Framo Morat erweitert Technologie-Spektrum um Radiales Anfasen und Entgraten von Zahnrädern

Bei der spanabhebenden Verzahnung erfordern immer komplexere und anspruchsvollere Bauteilgeometrien gratfreie Kanten und präzise Oberflächen in der Herstellung. Um für diese Anforderungen gerüstet zu sein, hat die Framo Morat GmbH & Co. KG ihre Kompetenzen in der Verzahnungstechnologie erweitert und ihren Maschinenpark um eine Entgratmaschine RGC 350 aus dem Hause TEC for GEARS ergänzt. Durch das sogenannte Radial Gear Chamfering-Verfahren können definierte und reproduzierbare Fasen an den Zahnstirnkanten erzeugt werden. Dies wirkt sich nicht nur positiv auf die Qualität und Funktionalität der Bauteile aus, sondern ist auch für die Wirtschaftlichkeit bei der Teilefertigung entscheidend.

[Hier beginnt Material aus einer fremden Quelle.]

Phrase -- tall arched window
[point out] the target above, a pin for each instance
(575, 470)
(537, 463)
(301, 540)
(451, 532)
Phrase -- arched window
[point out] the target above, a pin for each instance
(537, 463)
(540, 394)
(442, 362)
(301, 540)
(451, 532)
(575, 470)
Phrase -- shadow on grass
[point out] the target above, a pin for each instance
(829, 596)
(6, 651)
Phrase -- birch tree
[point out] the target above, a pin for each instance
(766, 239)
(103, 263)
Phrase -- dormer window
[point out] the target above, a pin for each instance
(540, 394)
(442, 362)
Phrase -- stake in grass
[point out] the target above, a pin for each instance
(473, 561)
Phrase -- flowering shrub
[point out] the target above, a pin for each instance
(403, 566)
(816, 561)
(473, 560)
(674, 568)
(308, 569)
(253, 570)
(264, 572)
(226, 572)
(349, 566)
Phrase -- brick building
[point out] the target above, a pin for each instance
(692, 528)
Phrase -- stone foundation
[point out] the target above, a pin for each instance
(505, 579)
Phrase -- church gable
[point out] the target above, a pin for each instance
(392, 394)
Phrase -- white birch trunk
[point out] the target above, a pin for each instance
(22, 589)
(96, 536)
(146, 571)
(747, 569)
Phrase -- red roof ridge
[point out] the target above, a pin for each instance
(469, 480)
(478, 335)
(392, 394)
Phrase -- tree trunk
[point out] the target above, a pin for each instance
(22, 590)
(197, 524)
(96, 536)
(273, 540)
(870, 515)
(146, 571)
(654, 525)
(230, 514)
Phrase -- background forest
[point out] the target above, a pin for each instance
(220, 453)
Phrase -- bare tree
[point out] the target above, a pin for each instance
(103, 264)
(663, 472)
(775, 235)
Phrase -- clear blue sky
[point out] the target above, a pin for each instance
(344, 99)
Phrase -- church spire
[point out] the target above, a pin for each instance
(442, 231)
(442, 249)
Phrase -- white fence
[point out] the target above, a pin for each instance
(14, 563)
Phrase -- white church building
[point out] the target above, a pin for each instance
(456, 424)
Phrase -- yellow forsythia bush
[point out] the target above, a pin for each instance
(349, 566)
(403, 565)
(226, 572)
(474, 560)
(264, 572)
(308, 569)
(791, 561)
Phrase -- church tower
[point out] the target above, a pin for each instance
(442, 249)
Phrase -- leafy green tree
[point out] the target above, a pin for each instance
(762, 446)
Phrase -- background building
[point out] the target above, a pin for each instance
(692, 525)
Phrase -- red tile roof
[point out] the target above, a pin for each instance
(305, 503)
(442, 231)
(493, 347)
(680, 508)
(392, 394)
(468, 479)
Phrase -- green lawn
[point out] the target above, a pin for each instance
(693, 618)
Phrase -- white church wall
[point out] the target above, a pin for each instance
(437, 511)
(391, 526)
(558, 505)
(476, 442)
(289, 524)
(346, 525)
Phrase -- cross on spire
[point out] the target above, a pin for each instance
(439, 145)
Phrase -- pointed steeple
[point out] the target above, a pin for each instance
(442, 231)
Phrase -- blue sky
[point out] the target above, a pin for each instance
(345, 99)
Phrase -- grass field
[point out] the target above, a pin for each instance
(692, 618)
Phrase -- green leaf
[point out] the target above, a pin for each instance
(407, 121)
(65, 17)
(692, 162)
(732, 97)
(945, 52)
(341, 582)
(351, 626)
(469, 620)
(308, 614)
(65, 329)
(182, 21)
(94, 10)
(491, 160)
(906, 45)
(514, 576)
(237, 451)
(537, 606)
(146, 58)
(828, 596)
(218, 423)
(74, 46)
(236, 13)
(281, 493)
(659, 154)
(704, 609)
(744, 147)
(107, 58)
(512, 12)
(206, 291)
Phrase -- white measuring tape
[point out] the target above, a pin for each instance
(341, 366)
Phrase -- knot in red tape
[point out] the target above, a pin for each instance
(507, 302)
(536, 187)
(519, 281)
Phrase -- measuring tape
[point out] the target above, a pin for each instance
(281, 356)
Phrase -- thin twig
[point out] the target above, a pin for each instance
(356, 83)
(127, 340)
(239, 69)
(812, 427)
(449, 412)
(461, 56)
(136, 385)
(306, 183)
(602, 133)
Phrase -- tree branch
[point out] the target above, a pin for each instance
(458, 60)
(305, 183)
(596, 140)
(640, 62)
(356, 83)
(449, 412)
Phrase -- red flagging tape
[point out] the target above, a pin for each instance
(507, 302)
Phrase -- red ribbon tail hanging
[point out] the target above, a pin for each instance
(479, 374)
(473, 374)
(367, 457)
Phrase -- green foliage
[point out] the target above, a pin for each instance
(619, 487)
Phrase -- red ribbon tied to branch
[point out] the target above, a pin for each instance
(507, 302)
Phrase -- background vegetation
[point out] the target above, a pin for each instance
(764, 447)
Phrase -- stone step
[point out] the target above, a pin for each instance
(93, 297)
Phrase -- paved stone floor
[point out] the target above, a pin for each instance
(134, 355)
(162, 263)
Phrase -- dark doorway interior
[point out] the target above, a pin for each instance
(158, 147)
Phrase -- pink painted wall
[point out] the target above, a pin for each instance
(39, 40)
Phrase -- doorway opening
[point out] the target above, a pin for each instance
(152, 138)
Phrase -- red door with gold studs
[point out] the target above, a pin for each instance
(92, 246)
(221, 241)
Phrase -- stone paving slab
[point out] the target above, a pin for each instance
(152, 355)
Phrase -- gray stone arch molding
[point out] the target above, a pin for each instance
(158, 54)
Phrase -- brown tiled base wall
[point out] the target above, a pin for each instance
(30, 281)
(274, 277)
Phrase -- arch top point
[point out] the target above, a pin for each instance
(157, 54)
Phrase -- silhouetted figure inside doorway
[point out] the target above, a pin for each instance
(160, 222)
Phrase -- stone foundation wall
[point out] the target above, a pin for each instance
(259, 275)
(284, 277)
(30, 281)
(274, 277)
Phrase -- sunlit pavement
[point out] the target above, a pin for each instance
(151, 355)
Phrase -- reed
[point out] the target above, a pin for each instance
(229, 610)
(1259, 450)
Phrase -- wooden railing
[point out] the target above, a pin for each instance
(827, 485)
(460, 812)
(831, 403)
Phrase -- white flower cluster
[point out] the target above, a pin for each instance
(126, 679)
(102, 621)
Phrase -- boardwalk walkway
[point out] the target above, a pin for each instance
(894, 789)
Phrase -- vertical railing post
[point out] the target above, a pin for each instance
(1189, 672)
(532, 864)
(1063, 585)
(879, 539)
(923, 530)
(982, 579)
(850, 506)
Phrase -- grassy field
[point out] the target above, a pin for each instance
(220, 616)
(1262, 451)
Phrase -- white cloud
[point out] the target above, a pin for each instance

Zum Teilespektrum der verzahnten Präzisionskomponenten zählen Stirnräder, Ritzel- und Rotorwellen, Hohlräder, Ketten- und Pumpenräder sowie Zahnsegmente oder Sonderprofile. Beim Verzahnen kommen je nach Art und Geometrie der Bauteile die Technologien Wälzfräsen oder Wälzstoßen zum Einsatz. Der dabei entstehende Grat am Werkzeugauslauf lässt sich je nach Geometrie des Werkstücks teils besser, teils schlechter beseitigen.

Da auch die technischen Anforderungen an die Zahnstirnkante zunehmend gestiegen sind, hat Framo Morat den Maschinenpark um eine RGC 350, die von TEC for GEARS gemeinsam mit dem Prozess des Radial Gear Chamfering entwickelt wurde, erweitert. Dadurch können definierte, reproduzierbare Fasen an den Zahnstirnkanten, auch bei Werkstücken mit Störkonturen, wie beispielsweise Mehrfachverzahnungen oder Wellenabsätzen, erzeugt werden. Der Anfasprozess findet im kontinuierlichen Eingriff mit hohen Schnittgeschwindigkeiten umweltschonend im Trockenschnitt statt.

Die RGC 350 überzeugt im Vergleich zu den bisher eingesetzten Entgrat-Stationen oder manuellen Entgrat-Tätigkeiten einerseits technisch und durch die kurzen Taktzeiten auch wirtschaftlich. Bei höchster Genauigkeit und reproduzierbarer Qualität kann der Durchlauf der Verzahnungskomponenten insgesamt beschleunigt werden. Mit einer Aufstellfläche von rd. 2 m² ist die RGC 350 äußerst kompakt. Durch die Verkettung mit einer Roboterzelle wird eine durchgängige Bearbeitung ermöglicht. Auch ein optionaler Bürst-Arbeitsgang kann durch die Automation hauptzeit-neutral durchgeführt werden.